Mistake 2: Undereating Protein All Day and Trying to Make Up for It Post-Workout
I see this constantly. Someone barely eats protein during the day and then chugs a 50g protein shake after training and thinks they've covered their bases. Protein synthesis is an ongoing process. Your body needs a consistent supply throughout the day to support muscle repair and growth. Aim for 0.7–1.0 grams of protein per pound of body weight daily, spread across meals.
Mistake 3: Eating Too Much Fat Right Before Training
Fat is essential in your diet. But eating a high-fat meal 45 minutes before lifting is a performance mistake. Fat slows gastric emptying, meaning everything sits in your stomach longer. The result: you feel heavy, sometimes nauseous, and blood flow to your muscles competes with digestion. Save the higher-fat meals for later in the day, away from training.

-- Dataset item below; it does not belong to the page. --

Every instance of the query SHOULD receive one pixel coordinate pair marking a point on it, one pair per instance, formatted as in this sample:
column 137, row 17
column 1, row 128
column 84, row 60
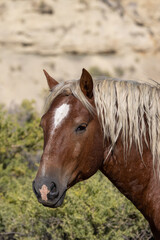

Mistake 4: Treating Post-Workout Nutrition as License to Eat Whatever
"I worked out, so I can eat this entire pizza" is a trap. Caloric balance still matters. A solid 45-minute strength session burns roughly 250–350 calories for most people. A large pizza is 1,800 to 2,400 calories. The math doesn't work in your favor. Eat a good post-workout meal — don't eat a post-workout feast.
Look, nutrition doesn't have to be obsessive or complicated. Eat real food, get enough protein, time your meals reasonably around your sessions, and stay hydrated. That framework — nothing more, nothing less — is what drives 90% of results for 90% of people. The remaining 10% of optimization is genuinely for advanced athletes chasing marginal gains. Most of us aren't there yet, and that's fine.